Relatos dominicales
Miguel Valera
A pesar de que desde niña su madre le dijo que su padre se había muerto, Aurora sentía un hueco en el corazón por la ausencia de quien le había dado la vida. Un día su tía Chole le contó que no estaba muerto, que una mañana fría de invierno tomó sus cosas y se fue a vivir “allá por Alvarado o Tlacotalpan; la verdad es que no sé muy bien”, le soltó a bocajarro.
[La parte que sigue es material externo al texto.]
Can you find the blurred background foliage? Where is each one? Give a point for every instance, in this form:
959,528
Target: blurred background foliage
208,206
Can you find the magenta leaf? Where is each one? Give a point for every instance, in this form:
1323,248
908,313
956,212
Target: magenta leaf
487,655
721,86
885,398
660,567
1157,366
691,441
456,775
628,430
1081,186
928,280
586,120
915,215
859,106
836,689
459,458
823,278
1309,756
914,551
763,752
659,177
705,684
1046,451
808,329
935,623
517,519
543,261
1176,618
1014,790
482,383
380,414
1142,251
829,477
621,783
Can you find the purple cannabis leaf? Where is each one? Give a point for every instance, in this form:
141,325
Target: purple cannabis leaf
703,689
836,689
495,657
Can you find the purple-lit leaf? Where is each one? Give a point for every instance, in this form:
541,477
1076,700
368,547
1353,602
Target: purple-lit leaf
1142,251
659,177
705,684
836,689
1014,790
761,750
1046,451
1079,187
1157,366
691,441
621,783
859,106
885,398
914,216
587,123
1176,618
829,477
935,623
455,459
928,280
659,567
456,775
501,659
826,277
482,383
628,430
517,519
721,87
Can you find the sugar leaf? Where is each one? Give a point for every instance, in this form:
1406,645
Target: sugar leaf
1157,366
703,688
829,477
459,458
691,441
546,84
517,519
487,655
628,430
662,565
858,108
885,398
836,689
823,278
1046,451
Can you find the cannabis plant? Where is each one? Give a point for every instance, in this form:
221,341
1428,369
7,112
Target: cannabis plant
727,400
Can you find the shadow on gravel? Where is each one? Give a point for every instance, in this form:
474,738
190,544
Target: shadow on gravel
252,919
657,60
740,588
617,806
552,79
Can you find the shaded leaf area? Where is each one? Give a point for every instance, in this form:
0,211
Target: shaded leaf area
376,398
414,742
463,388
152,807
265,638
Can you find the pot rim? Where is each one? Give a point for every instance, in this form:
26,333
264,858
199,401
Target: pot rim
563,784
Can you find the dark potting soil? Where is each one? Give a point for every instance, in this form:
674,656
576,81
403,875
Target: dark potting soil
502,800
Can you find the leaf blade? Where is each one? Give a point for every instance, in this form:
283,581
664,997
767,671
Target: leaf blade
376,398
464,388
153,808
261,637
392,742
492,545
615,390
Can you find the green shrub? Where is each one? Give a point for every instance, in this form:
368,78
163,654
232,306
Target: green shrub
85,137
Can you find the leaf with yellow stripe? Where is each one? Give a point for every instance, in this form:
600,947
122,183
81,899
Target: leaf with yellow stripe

Aurora era una mujer muy guapa que hacía honor a su nombre. La conocí una tarde de verano en La palapa del Artista, escuchando los versos que Nicolás Ventura le dedicó, admirado de su belleza: Aurora lleva por nombre / lo digo aquí en Alvarado / es mi verso obligado / su belleza, de renombre, / no hay uno que no se asombre / ¡Bienvenida a nuestra tierra! / Mujer con ojos tan bellos / son de Dios estos destellos / ¿pampanito o una sierra? / porque al mar uno se aferra.
Fui su mesero ese día. Le ofrecí un caldito de camarón de entrada y una posta de robalo a la veracruzana, que era lo que a mí más me gustaba. Aceptó sin chistar, con una sonrisa que nunca olvidaré. De postre pidió plátanos fritos y le llevé de cortesía un vasito con torito de guanábana. Se ve que le encantó porque me lanzó una mirada de “quiero más”, lo que hice con mucho gusto. Ese día me gané su confianza porque me pidió que le acompañara a recorrer la ciudad.
No hay mucho que ver, le dije, mientras caminábamos en el parque central y le mostraba la Parroquia de Nuestra Señora del Rosario contándole la anécdota de que en alguna ocasión un gobernador, que tenía amistad con el párroco, llegaba con maletas de dinero y le repartía a la gente. Luego se iba y le decía al cura que siguiera entregando, pero el religioso se metía a la sacristía, ponía los fajos de billetes en una mesa y serio, en modo oración, decía: Señor, lo que agarres es tuyo y los lanzaba al cielo. Obvio, Dios nunca aparecía para tomar un solo fajo.
Mientras caminábamos por el malecón, ya cuando había ganado su confianza, Aurora me contó que venía buscando a su padre. De su bolso de mano me enseñó una foto y un acta de nacimiento donde se leía el nombre de Julián López Rodríguez. Me quedé sorprendido. Se llama Julián y sé que se vino a vivir a este pueblo, me dijo. Le pedí que me permitiera hacer un registro con mi teléfono y esa noche no dormí. Al otro día, cuando pude fui a casa de “Julia”, un amigo transexual que conocía de hace muchos años y le pregunté si en su vida pasada había tenido una hija. Lo negó.
Pues hay una chica en el pueblo que anda preguntando por Julián López Rodríguez. ¿No es ese tu nombre? “Julia” se sonrojó y aunque sorprendida, aceptó que sí, que en efecto ese era su nombre. “Pero cómo puede ser”, me dijo, mientras me tomaba de los hombros. No lo sé, le contesté, pero hay una chica que trae un acta de nacimiento con ese nombre y una foto de un hombre que se parece mucho a ti.
“Julia” (Julián) había tenido en efecto “otra vida”. Estuvo casado y un día se fue de su casa sin saber que su pareja estaba embarazada. Se fue siguiendo su destino, su deseo de ser mujer, guardado por muchos años. En Alvarado, donde hizo una nueva vida, al lado de un varón, jamás se imaginó que el destino lo alcanzaría. Lo convencí de que la viera, que platicara con ella y se desengañara. El día que caminamos hacia el malecón, para el encuentro, por poco se arrepiente, pero lo convencí de que Aurora lo necesitaba y que seguramente respetaría su decisión de ser mujer, pero tenía que mirarla a los ojos y decírselo.